Sunday, 16 April 2017

Sang Novelis - 15



Perbincangan
            Violana sedang pergi keluar kota. Fayani, istri tercinta sedang berkutat dengan buku pesanan. Kalau sudah begini, Ervano tahu ke mana ia harus pergi. Ke mana lagi kalau bukan ke rumah sang sahabat—Sata Saragih.
            Sata Saragih merupakan teman sepermainan waktu SMA. Juga kawan dekat Ervano. Di mana ada Ervano, di situ ada Sata. Dan lelaki itu ingin mengunjungi kawan dekatnya yang sudah menjadi anggota DPRD di daerah Jakarta Barat.
            Sehabis diantar pulang oleh sang manajer ke rumah lagi, kali ini Ervano akan melakukan perjalanan ke rumah Sata Saragih. Sebelum ke rumah kawan dekatnya, lelaki itu mencoba memastikan apakah Sata sedang bertugas.
            “Halo, Sata,” ucap Ervano dari ponsel.
            “Halo, Ervan, ada apa nih?” jawab Sata.
            “Kau ada di rumah kan sekarang?”
            “Wah, kebetulan memang. Aku lagi ada di rumah? Ada apa? Mau main-main ke rumah?”
            “Tahu aja kau. Ya sudah kalau begitu, aku mau ke sana,” tutup Ervano.
            Mengetahui Sata sedang di rumah, Ervano langsung tancap gas meninggalkan rumah.
***
            Untung suasana jalan tol tidak terlalu macet. Memungkinkan perjalanan bisa ditempuh dari Kebon Jeruk ke Kali Deres selama satu setengah jam. Begitu akan tiba di tujuan, Ervano menyalakan lampu sein, membelokkan mobil ke kiri.
            Suasana perumahan Puri Cendana Indah selalu ramai kala menjelang sore. Banyak anak-anak remaja bermain dengan sepatu roda dan sepeda BMX. Ada taman seluas seratus meter di pinggir kanan jalan raya. Di taman itu terdapat beberapa anak muda sedang bermain basket dan futsal dan sisanya lari sore sambil mengitari taman.
             Sambil menyapa pos penjaga, Ervano mulai melihat kediaman sang kawan dari radius lima puluh meter.
            Sebuah pagar besi bercat hitam seluas dua puluh meter membentang sepanjang pekarangan.

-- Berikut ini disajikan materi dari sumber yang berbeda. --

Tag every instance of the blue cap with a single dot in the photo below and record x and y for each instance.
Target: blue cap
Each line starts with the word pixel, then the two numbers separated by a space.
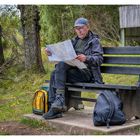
pixel 81 22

Pekarangan rumah juga bisa terbilang luas. Bisa memarkirkan lima mobil pribadi di sana. Pekarangan rumah seluas itu, sang tuan rumah juga menanam berbagai tanaman buah-buahan dan tanaman hias unik. Salah satunya kantong semar jenis silang alami dan silang buatan. Sebuah ayunan anak-anak dan perosotan juga tersedia.
             Ketika sudah tiba di muka pagar, seseorang berperawakan kurus namun memiliki postur tegap menghampiri Ervano.
            “Ada Pak Sata Saragih di rumah?” tanya Ervano dari dalam mobil.
            “Oh kebetulan. Beliau sedang memberi makan ayam di halaman belakang,” jawab lelaki kurus itu.
            “Tolong buka gerbangnya. Ini saya teman dekat beliau. Mau bertemu dengan beliau.”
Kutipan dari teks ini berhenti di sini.